Tuesday, June 10, 2008

An Introduction to Franchising

Four tips to starting a successful franchise.
By Cambridge Who’s Who Lifetime Member and Contributing Author Harold Kestenbaum

My name is Harold Kestenbaum, and I am a franchise attorney. Many of you may be wondering what a franchise attorney does. I realize that franchise is not a well-known sector of the legal profession unless you work in the industry as either a franchisor or a franchisee. Here is how I became involved in franchise law.

In 1977, at my third job out of law school, I worked for a solo practitioner in Manhattan who represented many corporate clients, some of whom were publicly traded. One company happened to be a franchising company. One day my boss said to me, “Kestenbaum, I need you to learn about franchising, so that you can handle our franchise client.” Not knowing what in the world he was talking about (I had done everything but franchise law up until then) I found every book I could on franchising (there was no Internet in 1977) and for the next four years I immersed myself in franchise law. When New York State passed a new franchise registration law in 1981, I decided that it was time for me to become a solo practitioner and left the practitioner I was working for. I have been practicing franchise law ever since.

I have written a book, “So, You Want to Franchise Your Business,” that will be in stores on August 1, 2008, and delves into the way a company embarks on the franchise path. It includes the dos and the don’ts of franchising your business. In my book, my co-author, Adina Genn, and I discuss what makes a company right for franchising and how to go about turning a successful business into a franchise company. Here are a few key tips from my book:

  1. Have a successful model. It is impossible to create a franchise program without having at least one successful operation, a pilot, if you will. It is not feasible to think that if your core business loses money and is unsuccessful, that a franchisee will be any different.
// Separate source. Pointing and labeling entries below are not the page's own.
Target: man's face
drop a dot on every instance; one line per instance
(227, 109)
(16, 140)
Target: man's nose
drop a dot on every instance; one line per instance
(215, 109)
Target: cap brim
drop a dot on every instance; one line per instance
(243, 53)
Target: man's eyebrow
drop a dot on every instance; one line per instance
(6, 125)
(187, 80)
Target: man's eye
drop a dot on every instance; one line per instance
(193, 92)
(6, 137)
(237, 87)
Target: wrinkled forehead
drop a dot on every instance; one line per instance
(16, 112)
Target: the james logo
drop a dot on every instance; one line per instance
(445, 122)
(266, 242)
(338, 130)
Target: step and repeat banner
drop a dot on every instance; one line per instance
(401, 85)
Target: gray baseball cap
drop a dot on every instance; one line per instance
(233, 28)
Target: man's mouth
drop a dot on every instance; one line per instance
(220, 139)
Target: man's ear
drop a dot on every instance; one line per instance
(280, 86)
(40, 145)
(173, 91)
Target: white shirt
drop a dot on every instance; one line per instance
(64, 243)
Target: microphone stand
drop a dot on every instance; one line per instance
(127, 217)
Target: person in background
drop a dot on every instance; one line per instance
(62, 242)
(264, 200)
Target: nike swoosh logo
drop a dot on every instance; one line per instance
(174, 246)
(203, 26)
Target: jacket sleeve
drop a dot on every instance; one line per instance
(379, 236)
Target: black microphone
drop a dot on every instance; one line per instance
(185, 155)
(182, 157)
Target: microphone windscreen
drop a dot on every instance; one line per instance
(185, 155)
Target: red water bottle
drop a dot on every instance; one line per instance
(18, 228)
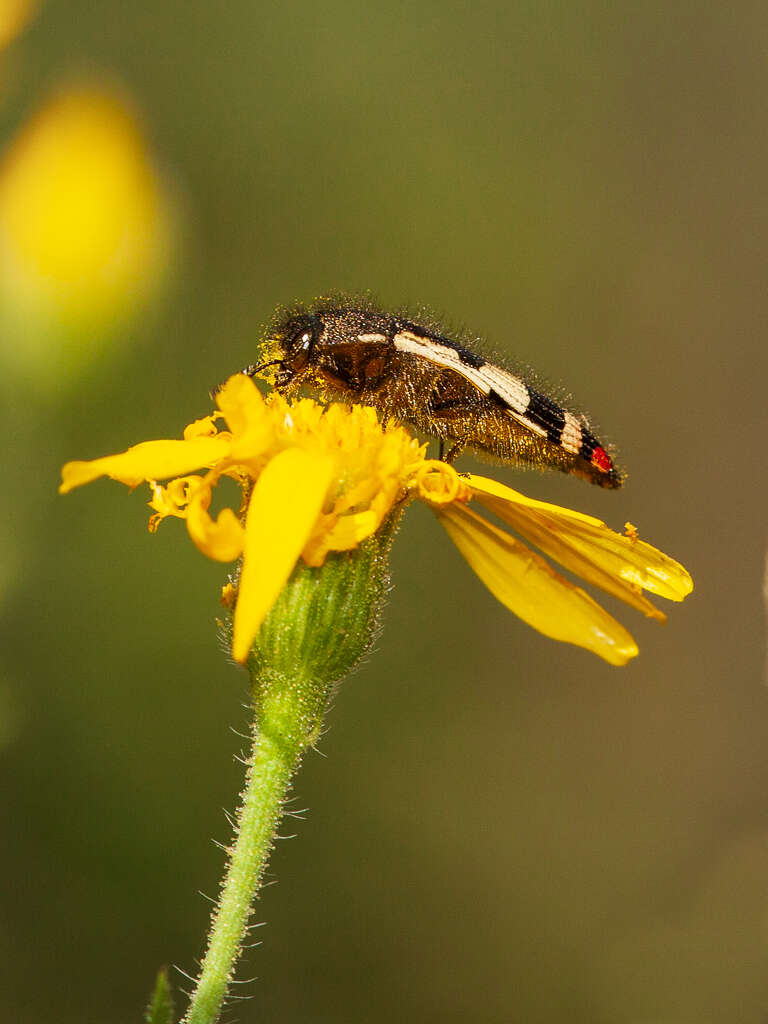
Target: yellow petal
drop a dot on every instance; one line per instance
(221, 539)
(286, 501)
(529, 588)
(148, 461)
(622, 565)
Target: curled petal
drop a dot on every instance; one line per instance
(285, 504)
(438, 484)
(529, 588)
(148, 461)
(622, 565)
(221, 539)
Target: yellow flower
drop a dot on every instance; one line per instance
(314, 480)
(85, 228)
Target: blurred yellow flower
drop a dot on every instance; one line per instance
(13, 15)
(84, 228)
(314, 480)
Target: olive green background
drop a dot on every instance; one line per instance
(502, 828)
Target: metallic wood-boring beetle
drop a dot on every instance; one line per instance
(416, 374)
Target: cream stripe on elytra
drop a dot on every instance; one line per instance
(485, 378)
(442, 355)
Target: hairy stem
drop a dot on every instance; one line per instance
(288, 713)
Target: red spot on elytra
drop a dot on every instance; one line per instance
(601, 459)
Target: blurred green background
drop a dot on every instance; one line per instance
(503, 828)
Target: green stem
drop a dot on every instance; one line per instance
(288, 714)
It is imperative that your franchisees be successful, otherwise franchising does not work.

  2. Make sure your business model is replicable. You must be able to build clones of your operation, otherwise, the system will not work. Have you ever seen a McDonalds without the infamous golden arches? That is just one example, but it goes beyond the look. It is the method of operation that must be duplicated.
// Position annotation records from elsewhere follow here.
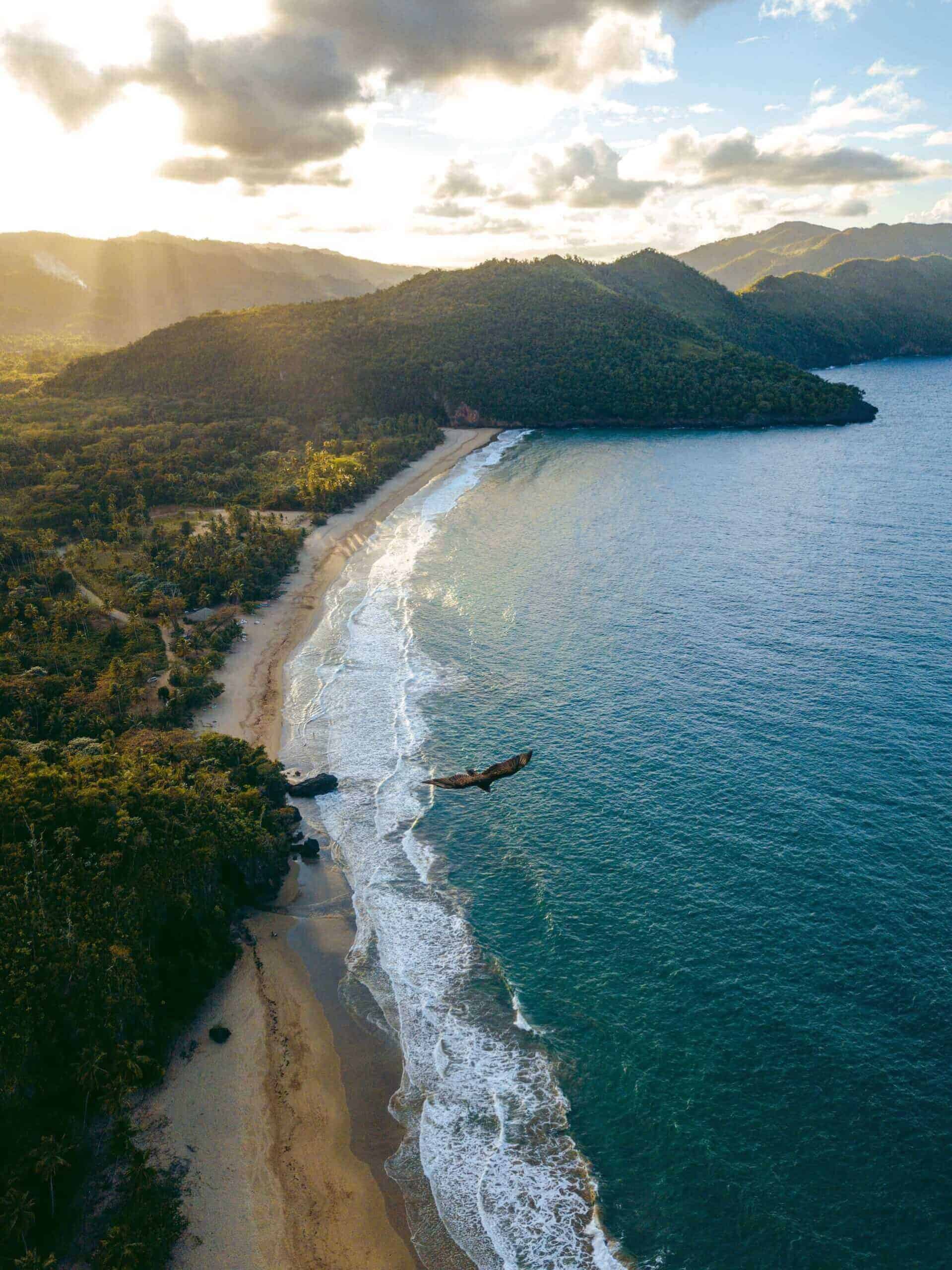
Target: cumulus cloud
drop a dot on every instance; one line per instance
(885, 101)
(269, 102)
(54, 73)
(461, 181)
(738, 158)
(821, 10)
(585, 176)
(940, 215)
(881, 67)
(479, 224)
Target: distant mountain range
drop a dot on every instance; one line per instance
(553, 342)
(116, 290)
(794, 246)
(852, 313)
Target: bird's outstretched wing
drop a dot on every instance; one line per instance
(461, 781)
(507, 769)
(484, 779)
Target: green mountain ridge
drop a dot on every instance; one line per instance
(554, 342)
(799, 246)
(852, 313)
(116, 290)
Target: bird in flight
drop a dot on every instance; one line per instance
(483, 780)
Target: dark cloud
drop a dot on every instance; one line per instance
(587, 177)
(432, 41)
(55, 74)
(273, 101)
(254, 176)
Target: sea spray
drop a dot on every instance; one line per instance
(487, 1139)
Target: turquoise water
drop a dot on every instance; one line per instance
(720, 893)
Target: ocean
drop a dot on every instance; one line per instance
(680, 994)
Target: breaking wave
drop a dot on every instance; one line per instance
(487, 1156)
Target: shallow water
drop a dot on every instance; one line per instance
(720, 892)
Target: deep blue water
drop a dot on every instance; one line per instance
(723, 888)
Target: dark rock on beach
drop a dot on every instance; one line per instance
(321, 784)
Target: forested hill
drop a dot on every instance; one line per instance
(798, 246)
(856, 312)
(121, 289)
(549, 342)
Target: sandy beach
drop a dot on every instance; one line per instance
(286, 1126)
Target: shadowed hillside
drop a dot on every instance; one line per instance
(855, 312)
(121, 289)
(550, 342)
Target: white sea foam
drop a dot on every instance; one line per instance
(484, 1112)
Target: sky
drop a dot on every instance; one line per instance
(448, 131)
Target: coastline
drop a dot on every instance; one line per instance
(286, 1127)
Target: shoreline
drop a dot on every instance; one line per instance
(287, 1127)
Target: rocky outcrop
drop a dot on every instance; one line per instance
(313, 785)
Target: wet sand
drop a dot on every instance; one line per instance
(286, 1127)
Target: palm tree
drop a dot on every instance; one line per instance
(17, 1216)
(49, 1159)
(90, 1075)
(35, 1260)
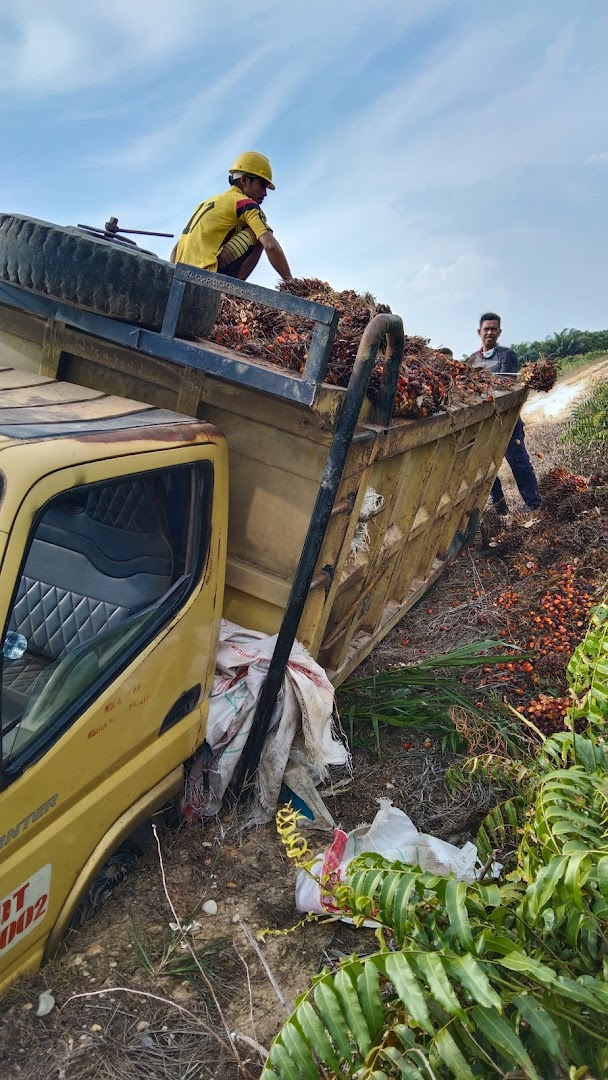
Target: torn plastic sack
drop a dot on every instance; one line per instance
(302, 737)
(392, 835)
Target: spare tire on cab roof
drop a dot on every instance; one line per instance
(111, 279)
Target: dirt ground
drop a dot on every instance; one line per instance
(130, 1002)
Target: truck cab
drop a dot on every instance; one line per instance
(112, 547)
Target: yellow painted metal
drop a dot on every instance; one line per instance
(432, 474)
(111, 765)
  3. Attain capital for your franchise. You must have capital in order to roll out the franchise program. You cannot believe that franchising will cure your cash flow issues, you need to have money in order to roll out the program. Do not view the program as a way to fund an undercapitalized business model.

  4. Prove your model works! The concept that you are trying to franchise must lucrative. You must demonstrate that your concept works before you try to offer it to the public as a franchise. If the business model is a failure, your franchisees will inevitably fail as well. Franchising can be a wonderful business model, but your initial model must work first, otherwise franchising will not be possible.
Why franchise your business? Very good question, but to those of us in the business, the answer is quite obvious. If you want to grow your business beyond one or two stores, and you cannot afford to build more units at, for example, $500,000 each, then what better way to grow than to let a franchisee buy a franchise and build the unit himself or herself for that amount, and you simply receive the weekly royalty of 5% or 6% of gross revenues? Franchising is a vehicle for growth using the capital and human resources of someone else (the franchisee). How great is that? It is simple, yet complex. The franchising relationship goes much deeper than building the unit and collecting royalties. It is a starting place for companies that want to grow but do not have the internal capital or human resources, like Starbucks, to do it by themselves.